Mid and small-cap stocks till recently were the darling of the markets, which gave better returns than large caps.


Jayanta Mallick
K.S. Badri Narayanan

Kolkata/Chennai, Oct. 8 Mid-cap and small-cap stocks today under-performed the benchmark indices – the 30-share Sensex and 50-share Nifty. However, analysts appeared divided over the possible repeat of history in the two segments, which returned more than the large-cap stocks.

According to Mr Arun Kejriwal, a market analyst, historically mid- and small-cap stocks under-performed in times of corrections. “It is because the risk is more and exit route in relatively less. The stocks in this space, which figure also in the futures segment, get beaten more as investors sell these counters early to set off losses in the large caps”.

In his opinion, liquidity is always a concern on the downside and dip in sentiment generally causes more collateral damages.

But in view of higher market returns so far this year and expectation of better performance as also relative lack of opportunities in the large caps in terms of valuation may set a different trend, felt Mr Ajay Jaiswal, an analyst with Angel Broking.
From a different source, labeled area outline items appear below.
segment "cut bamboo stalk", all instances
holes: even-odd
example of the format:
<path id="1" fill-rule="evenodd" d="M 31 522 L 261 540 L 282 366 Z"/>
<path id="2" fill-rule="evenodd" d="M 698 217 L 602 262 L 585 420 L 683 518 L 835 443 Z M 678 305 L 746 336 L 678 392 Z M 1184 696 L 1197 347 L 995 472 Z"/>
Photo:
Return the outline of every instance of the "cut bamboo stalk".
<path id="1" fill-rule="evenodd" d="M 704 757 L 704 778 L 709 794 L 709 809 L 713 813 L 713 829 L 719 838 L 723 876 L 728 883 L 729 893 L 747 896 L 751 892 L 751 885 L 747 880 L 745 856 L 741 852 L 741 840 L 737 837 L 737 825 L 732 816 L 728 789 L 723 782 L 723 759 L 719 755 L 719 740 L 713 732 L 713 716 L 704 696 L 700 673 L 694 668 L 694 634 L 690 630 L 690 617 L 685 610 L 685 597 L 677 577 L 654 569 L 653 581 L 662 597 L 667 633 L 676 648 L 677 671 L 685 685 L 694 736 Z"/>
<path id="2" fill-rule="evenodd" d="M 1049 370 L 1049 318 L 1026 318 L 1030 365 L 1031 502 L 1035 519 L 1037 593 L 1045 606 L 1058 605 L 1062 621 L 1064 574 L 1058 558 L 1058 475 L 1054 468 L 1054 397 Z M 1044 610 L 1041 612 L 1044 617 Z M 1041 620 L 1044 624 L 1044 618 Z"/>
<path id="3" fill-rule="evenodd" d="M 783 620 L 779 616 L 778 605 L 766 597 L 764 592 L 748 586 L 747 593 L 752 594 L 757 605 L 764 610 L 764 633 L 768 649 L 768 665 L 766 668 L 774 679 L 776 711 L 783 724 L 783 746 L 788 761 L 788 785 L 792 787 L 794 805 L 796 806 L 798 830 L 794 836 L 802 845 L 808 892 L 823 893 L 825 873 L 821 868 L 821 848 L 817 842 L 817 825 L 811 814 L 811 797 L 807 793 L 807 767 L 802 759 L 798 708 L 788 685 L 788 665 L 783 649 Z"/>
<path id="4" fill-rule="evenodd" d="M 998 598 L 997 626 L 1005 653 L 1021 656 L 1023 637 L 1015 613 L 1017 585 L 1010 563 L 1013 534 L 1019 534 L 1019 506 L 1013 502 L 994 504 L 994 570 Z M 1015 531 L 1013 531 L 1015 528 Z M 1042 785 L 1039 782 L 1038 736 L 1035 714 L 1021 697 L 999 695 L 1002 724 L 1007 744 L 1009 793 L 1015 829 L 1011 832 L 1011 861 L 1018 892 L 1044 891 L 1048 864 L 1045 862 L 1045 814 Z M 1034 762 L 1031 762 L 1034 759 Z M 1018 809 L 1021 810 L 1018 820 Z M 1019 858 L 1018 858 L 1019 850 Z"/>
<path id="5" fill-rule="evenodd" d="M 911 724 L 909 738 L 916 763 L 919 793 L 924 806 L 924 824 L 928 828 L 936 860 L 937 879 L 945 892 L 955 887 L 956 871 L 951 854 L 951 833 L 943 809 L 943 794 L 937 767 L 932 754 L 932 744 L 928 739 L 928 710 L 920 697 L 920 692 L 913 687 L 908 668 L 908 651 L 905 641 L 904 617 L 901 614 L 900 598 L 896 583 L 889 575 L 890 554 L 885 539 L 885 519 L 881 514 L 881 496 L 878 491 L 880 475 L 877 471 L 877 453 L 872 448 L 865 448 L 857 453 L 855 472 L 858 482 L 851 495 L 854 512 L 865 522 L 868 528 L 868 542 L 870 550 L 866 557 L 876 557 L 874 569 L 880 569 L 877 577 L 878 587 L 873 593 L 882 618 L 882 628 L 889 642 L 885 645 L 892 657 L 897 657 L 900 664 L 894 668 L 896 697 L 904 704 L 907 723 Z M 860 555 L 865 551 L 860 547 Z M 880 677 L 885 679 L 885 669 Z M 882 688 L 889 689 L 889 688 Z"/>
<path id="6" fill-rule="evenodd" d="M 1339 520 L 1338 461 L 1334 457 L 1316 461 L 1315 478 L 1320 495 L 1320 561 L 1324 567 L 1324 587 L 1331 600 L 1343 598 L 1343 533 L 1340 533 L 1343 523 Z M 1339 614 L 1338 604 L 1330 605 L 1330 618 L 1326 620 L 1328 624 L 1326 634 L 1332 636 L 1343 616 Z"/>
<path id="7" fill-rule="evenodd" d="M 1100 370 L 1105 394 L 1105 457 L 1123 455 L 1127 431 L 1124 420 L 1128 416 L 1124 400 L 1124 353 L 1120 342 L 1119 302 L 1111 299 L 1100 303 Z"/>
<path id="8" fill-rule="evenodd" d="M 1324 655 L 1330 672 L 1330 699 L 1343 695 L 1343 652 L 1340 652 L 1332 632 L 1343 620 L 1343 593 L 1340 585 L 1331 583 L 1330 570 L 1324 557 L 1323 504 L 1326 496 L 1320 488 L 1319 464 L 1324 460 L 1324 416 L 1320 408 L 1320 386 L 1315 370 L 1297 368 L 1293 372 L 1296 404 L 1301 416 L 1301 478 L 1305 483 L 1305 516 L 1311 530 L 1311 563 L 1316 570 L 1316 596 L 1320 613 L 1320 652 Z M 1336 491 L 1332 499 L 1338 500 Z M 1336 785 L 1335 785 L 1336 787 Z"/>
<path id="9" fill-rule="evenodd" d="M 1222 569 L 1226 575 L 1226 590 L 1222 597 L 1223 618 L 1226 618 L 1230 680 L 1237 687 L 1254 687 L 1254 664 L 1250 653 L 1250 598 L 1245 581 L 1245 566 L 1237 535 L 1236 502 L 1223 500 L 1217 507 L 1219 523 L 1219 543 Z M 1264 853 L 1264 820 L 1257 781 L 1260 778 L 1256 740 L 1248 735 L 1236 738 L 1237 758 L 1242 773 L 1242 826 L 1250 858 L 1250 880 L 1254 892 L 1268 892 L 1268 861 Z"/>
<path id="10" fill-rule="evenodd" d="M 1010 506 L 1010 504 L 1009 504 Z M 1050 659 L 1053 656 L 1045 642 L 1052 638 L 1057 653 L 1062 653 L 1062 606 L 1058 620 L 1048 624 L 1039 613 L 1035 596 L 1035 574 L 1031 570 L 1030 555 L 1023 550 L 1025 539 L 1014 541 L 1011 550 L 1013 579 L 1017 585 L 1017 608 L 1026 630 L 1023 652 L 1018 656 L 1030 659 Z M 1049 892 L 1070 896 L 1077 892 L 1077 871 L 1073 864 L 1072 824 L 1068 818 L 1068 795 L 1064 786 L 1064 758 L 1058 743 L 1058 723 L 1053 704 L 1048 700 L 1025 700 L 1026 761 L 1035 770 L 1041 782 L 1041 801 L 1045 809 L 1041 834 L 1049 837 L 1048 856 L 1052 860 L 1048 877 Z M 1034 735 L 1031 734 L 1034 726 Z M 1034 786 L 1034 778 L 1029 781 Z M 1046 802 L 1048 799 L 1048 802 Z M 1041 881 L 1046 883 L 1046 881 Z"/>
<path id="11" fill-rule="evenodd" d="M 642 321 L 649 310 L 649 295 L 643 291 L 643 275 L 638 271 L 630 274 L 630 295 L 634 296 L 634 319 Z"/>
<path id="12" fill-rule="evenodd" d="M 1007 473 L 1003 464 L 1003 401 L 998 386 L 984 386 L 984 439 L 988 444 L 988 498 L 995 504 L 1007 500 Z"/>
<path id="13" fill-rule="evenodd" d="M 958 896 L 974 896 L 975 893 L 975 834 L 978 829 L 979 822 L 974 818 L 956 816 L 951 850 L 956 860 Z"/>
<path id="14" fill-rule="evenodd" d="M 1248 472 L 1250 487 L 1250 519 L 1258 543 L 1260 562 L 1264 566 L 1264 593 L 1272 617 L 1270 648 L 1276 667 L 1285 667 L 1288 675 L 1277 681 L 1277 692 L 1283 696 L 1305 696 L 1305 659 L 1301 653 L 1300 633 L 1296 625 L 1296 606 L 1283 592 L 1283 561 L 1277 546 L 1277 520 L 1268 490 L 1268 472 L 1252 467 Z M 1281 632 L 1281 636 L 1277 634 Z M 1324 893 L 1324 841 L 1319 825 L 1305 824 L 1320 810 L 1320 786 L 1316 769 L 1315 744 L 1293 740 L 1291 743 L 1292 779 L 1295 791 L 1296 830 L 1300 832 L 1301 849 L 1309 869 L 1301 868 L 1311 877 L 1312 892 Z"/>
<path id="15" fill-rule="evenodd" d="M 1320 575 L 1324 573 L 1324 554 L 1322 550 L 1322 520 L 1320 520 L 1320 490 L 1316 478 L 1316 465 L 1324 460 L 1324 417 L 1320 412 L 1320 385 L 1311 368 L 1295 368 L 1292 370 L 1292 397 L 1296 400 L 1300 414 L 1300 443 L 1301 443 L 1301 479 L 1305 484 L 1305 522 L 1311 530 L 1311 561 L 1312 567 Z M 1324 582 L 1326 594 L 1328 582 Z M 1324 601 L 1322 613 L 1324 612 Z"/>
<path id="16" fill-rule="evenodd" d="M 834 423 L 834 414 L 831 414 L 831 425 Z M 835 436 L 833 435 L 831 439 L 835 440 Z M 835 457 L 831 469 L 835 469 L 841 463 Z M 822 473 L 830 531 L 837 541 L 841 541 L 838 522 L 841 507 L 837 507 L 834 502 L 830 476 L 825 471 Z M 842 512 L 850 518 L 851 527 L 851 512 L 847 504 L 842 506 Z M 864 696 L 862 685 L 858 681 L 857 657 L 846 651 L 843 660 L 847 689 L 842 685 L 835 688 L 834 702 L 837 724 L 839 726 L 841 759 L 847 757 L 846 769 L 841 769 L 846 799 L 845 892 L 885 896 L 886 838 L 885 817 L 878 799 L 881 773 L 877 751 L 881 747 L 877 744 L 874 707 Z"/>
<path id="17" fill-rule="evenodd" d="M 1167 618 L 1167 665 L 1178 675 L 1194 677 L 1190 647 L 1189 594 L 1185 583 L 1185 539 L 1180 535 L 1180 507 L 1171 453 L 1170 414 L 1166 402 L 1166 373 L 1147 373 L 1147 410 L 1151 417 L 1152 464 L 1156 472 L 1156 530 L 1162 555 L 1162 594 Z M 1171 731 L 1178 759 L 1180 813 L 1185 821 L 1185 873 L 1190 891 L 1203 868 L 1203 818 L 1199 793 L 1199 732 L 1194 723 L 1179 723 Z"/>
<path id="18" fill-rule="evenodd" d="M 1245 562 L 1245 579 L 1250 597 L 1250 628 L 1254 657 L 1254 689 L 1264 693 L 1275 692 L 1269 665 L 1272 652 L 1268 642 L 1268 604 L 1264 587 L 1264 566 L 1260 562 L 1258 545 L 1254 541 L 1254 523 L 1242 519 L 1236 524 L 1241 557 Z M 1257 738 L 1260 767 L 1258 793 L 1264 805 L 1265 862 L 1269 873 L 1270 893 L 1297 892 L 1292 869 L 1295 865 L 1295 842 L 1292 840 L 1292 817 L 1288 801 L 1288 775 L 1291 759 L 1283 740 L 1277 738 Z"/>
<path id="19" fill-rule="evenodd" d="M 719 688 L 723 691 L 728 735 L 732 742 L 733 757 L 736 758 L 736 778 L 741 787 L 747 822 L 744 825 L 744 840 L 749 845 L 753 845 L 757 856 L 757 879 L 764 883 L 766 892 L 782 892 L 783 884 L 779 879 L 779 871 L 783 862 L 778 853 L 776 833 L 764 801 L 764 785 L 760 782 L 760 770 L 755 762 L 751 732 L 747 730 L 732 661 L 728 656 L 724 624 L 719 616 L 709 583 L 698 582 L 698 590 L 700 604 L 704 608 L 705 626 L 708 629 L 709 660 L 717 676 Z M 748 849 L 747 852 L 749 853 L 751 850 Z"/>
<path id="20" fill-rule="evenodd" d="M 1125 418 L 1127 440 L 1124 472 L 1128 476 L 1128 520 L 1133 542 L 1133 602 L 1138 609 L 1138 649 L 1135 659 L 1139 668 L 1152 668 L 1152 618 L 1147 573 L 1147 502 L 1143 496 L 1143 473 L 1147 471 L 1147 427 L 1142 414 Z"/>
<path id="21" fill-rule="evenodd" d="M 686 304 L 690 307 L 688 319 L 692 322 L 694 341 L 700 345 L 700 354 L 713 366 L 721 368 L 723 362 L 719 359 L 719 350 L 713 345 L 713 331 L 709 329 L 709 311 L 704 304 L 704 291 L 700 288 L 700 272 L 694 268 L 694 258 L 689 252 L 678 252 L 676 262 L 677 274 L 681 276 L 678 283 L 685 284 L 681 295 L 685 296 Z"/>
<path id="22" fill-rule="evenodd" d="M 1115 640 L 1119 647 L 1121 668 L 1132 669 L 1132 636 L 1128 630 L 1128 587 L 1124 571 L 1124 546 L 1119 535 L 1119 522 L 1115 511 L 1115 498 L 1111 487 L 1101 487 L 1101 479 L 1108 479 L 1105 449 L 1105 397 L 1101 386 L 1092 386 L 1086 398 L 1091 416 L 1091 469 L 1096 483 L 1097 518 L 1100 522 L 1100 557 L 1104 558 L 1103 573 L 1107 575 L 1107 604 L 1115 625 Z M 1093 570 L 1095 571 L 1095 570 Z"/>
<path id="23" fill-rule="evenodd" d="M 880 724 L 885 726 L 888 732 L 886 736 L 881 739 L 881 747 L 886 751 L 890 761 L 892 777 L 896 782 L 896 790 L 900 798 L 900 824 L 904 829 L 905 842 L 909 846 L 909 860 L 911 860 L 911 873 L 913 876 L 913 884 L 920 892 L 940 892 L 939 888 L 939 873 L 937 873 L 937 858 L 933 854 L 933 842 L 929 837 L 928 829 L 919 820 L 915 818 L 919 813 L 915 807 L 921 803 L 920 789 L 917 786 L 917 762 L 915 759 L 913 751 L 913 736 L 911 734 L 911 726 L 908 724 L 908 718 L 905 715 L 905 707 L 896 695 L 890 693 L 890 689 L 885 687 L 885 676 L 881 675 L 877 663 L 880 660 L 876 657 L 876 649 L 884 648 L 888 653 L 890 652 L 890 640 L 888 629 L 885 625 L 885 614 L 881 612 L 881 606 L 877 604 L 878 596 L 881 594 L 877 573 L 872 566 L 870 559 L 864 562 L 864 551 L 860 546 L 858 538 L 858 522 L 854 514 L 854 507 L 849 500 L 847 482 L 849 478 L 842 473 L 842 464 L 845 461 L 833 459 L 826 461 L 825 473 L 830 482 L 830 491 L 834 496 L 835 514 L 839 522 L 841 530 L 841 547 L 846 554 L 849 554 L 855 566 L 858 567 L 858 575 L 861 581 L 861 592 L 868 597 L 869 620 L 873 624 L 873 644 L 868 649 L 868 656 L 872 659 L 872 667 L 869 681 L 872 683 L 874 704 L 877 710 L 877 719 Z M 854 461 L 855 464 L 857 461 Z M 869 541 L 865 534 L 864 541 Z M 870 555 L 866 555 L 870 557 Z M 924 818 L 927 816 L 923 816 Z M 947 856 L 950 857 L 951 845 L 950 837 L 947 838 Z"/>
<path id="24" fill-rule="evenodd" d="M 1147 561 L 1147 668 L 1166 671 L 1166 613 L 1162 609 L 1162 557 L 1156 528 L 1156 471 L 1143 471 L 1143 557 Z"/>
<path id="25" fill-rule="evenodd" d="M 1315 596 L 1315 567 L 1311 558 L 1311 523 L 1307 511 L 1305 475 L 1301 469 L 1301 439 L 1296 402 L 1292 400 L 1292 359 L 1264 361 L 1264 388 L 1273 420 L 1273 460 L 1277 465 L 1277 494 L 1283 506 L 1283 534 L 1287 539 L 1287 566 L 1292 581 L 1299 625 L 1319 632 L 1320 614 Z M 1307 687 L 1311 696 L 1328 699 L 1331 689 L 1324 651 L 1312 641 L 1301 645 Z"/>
Mid and small-cap stock till recently were the darling of the markets, which gave better returns than large caps. “For example, from January 2 till today, the Sensex provided a market return of 23 per cent and the Nifty 26.8 per cent. But the BSE Mid-cap returned 25.5 per cent and CNX Mid Cap 28.75 per cent during the same period. In quarter to June 30, 2007, CNX Mid Cap had given a return of 27.4 per cent, while Nifty gave 18.8 per cent. BSE Mid Cap returned 25.2 per cent compared to 17.5 per cent the Sensex in the first quarter of 2007-08,” he pointed out.

Second quarter earning expectations for mid and small-cap stocks are higher than the heavyweight stocks. “This may stall a stampede if large-scale correction takes place in the short run,” Mr Jaiswal added.

A Chennai-based broker said that going by the trading in the past week, mid/small-cap funds, seemed to moved into cash by selling stocks.

Today, while the Sensex and the Nifty declined by 1.59 per cent and 1.94 per cent respectively, the BSE midcap and small-cap eased by 3.66 and 3.31 per cent respectively. Sensex advance-decline ratio was 2:23. There were only 124 advances against 393 declines in B1, B2 and T group stocks on the BSE representing four losers for every one closing gainer.